This blueprint presents the implementation of a Flow Registry as part of the AI Gateway to centrally manage GitLab’s growing collection of Duo Agent Platform flows. As GitLab continues transforming AI features to be agentic and building new agent capabilities, there is a need for a standardized approach to building, managing, and orchestrating these agent setups. The proposed Flow Registry will serve as a single entry point for agentic AI development and orchestration across the GitLab platform.

Preamble

This section gives a high-level overview of the key concepts that define agents and flows at GitLab. These concepts explain general details, while specific implementation details can be found in the subsequent sections.

Large Language Models

Large Language Models (LLMs) are AI systems that process and generate code and text by identifying patterns in vast amounts of training data, enabling them to produce coherent, contextually relevant responses across diverse topics and tasks LLMs are trained on vast amounts of text data from books, articles, and web content, source code repositories etc, allowing to learn patterns in language and develop a broad understanding of human knowledge. LLMs work by processing input text and predicting the most appropriate next words or phrases, enabling them to engage in conversations, answer questions, write content, and assist with various language-related tasks.

Prompting

To effectively communicate with LLMs, users need to provide clear instructions called prompts. A prompt is the input text that tells the LLM what task to perform, what role to take, or what type of response is expected. For example, a prompt might say “Act as a helpful assistant and explain quantum physics in simple terms” or “Summarize the following article in three bullet points.” The quality and specificity of prompts directly influence the LLM’s output. Well-crafted prompts lead to more accurate and useful responses. Prompting techniques range from simple questions to complex multi-step instructions that guide the model through reasoning processes, making it essential for unlocking the full potential of LLMs.

Agents

LLMs are great at text generation but cannot directly interact with the real world. To solve this limitation, we connect external tools (such as web search, APIs, or database queries) to the LLM and implement advanced prompts leveraging tool use. The LLM decides which tools to use based on the user’s input, and then the system executes the selected tools to provide the user with actual real-world data. For example, if the user asks “What’s the current weather in New York?”, the LLM would choose to use a web search tool. An agent is this combination of an LLM with external tools that enables it to take actions and achieve specific goals in the real world. This allows agents to perform complex, multi-step tasks such as researching topics online, sending emails, or controlling software applications, making them more practical for real-world problem-solving.

Multi-agent setup

Multi-agent systems are setups that consist of several specialized agents orchestrated in some way. The market has demonstrated that multi-agent setups are exceptionally effective at solving complex user tasks that would be challenging for a single agent to handle alone. For example, Anthropic recently demonstrated that a multi-agent research system with Claude Opus 4 as the lead agent and Claude Sonnet 4 sub-agents outperforms single-agent Claude Opus 4 by 90.2%. There are many architectures of multi-agent systems available ranging from sequential chains, through polling, peer-to-peer, up to a lead agent that manages other sub-agents. This ADR aims to be multi-agent architecture agnostic, supporting wide variety of options, without prescribing any particular one.

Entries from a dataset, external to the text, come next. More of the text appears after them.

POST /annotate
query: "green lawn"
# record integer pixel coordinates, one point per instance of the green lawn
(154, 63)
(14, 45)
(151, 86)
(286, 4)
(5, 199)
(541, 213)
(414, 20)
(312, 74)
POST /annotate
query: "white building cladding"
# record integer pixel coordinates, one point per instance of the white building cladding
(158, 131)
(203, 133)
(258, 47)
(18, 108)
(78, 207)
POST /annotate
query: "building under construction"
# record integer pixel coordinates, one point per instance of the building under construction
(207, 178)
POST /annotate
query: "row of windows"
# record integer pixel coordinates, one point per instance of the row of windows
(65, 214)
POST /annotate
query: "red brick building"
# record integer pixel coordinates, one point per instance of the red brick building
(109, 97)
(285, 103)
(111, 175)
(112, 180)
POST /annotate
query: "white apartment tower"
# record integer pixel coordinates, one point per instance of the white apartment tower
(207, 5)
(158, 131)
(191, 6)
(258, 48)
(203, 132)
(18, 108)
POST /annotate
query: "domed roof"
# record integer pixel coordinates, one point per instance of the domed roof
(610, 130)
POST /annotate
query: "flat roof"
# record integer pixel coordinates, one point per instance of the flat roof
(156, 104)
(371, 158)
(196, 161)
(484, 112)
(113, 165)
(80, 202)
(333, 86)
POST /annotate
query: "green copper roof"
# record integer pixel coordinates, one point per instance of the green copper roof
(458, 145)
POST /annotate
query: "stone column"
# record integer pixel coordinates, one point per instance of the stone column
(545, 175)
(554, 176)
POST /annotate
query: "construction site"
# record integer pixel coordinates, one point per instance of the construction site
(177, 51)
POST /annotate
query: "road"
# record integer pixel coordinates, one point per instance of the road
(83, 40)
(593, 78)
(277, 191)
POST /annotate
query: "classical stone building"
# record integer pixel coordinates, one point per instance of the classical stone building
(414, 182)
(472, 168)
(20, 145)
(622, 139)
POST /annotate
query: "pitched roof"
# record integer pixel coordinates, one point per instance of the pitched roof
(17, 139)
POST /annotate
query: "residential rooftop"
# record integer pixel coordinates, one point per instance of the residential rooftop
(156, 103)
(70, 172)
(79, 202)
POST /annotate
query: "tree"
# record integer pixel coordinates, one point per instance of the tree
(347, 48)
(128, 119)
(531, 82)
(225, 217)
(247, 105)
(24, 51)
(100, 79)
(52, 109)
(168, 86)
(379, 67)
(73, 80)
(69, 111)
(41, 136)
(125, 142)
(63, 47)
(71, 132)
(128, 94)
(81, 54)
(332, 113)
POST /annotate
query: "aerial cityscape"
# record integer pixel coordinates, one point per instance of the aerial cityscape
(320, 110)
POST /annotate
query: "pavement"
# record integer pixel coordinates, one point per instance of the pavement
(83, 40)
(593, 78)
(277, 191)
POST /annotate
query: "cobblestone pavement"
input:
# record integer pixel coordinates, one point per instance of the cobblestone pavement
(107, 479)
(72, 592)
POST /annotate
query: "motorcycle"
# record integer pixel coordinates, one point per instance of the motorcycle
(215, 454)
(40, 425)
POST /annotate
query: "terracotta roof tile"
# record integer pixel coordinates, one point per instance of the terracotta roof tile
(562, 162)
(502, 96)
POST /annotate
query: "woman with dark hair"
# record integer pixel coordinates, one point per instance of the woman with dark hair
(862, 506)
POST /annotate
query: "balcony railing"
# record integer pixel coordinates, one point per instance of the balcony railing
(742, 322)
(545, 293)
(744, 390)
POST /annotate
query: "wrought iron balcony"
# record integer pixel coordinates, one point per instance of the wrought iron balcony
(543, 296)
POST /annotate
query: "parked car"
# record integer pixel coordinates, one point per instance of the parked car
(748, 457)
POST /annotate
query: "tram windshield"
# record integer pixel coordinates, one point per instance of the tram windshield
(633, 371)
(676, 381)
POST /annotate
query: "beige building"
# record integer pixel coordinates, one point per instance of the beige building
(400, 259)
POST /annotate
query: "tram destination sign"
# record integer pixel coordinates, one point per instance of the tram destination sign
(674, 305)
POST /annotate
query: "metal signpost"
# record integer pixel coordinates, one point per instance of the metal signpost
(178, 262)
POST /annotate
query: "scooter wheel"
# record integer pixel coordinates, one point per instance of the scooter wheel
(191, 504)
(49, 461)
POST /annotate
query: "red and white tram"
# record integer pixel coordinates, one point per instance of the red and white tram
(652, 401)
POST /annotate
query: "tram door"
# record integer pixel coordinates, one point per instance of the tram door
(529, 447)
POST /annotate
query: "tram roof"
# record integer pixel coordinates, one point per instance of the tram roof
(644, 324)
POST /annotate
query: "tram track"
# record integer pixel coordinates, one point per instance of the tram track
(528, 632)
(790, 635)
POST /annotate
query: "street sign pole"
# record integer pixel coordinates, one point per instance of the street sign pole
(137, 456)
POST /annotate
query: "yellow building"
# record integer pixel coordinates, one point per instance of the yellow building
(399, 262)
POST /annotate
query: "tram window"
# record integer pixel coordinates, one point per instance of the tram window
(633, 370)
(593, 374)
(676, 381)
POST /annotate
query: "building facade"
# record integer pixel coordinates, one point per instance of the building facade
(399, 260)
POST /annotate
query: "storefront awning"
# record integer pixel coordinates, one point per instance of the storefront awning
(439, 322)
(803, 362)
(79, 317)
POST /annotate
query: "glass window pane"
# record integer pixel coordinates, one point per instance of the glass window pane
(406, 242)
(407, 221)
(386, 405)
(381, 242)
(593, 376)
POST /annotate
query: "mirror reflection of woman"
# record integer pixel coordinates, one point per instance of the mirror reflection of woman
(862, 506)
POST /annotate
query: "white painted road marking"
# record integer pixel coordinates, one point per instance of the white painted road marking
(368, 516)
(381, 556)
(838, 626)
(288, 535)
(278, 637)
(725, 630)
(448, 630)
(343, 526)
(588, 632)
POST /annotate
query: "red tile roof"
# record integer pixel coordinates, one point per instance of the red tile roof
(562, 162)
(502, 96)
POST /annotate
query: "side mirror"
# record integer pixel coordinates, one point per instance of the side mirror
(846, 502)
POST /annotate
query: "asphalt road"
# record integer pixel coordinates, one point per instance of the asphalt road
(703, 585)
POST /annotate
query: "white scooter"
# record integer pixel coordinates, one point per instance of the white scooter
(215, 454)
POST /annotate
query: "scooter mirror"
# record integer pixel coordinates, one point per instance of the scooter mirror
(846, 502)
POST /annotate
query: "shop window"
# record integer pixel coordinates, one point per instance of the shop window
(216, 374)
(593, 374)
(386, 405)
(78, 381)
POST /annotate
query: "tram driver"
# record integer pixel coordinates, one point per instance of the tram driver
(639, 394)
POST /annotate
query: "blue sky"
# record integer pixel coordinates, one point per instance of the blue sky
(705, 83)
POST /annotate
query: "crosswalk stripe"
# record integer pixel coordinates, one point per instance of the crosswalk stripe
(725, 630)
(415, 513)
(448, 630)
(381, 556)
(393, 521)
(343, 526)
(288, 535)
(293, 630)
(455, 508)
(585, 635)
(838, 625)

Agents vs Flow vs Duo Agent Platform: what is the difference?

An Agent, is a system where LLMs dynamically direct it’s own processes and tool usage, maintaining control over how it accomplishes tasks. A Flow (previously known as Workflow) orchestrates one or multiple agents, as well as predefined deterministic actions (like commit creation, or an API call) into a sequence of steps connected through predefined code paths designed to achieve a specific task or goal. Duo Agent Platform is an engine that runs Flows.

For more details on terminology please refer to GitLab Duo Agent Platform terminology documentation.

Note: Due to the ongoing development and legacy code, the Workflow term is still actively used and means a single or multi-agent setup for solving complex user tasks.

Motivation

We recently completed the migration of Duo Workflow Service to the AI Gateway. We also reimplemented Duo Chat using the Duo Workflow codebase, marking our first successful attempt at converting the Duo Workflow infrastructure into a flexible engine for various agent-based setups. To better reflect this evolution, we have renamed Duo Workflow to Duo Agent Platform. Our existing Software Developer setup now serves as the foundational example of the new Flow concept. These changes establish a clear pathway for creating diverse agents and flows in a scalable and efficient manner through the Duo Agent Platform.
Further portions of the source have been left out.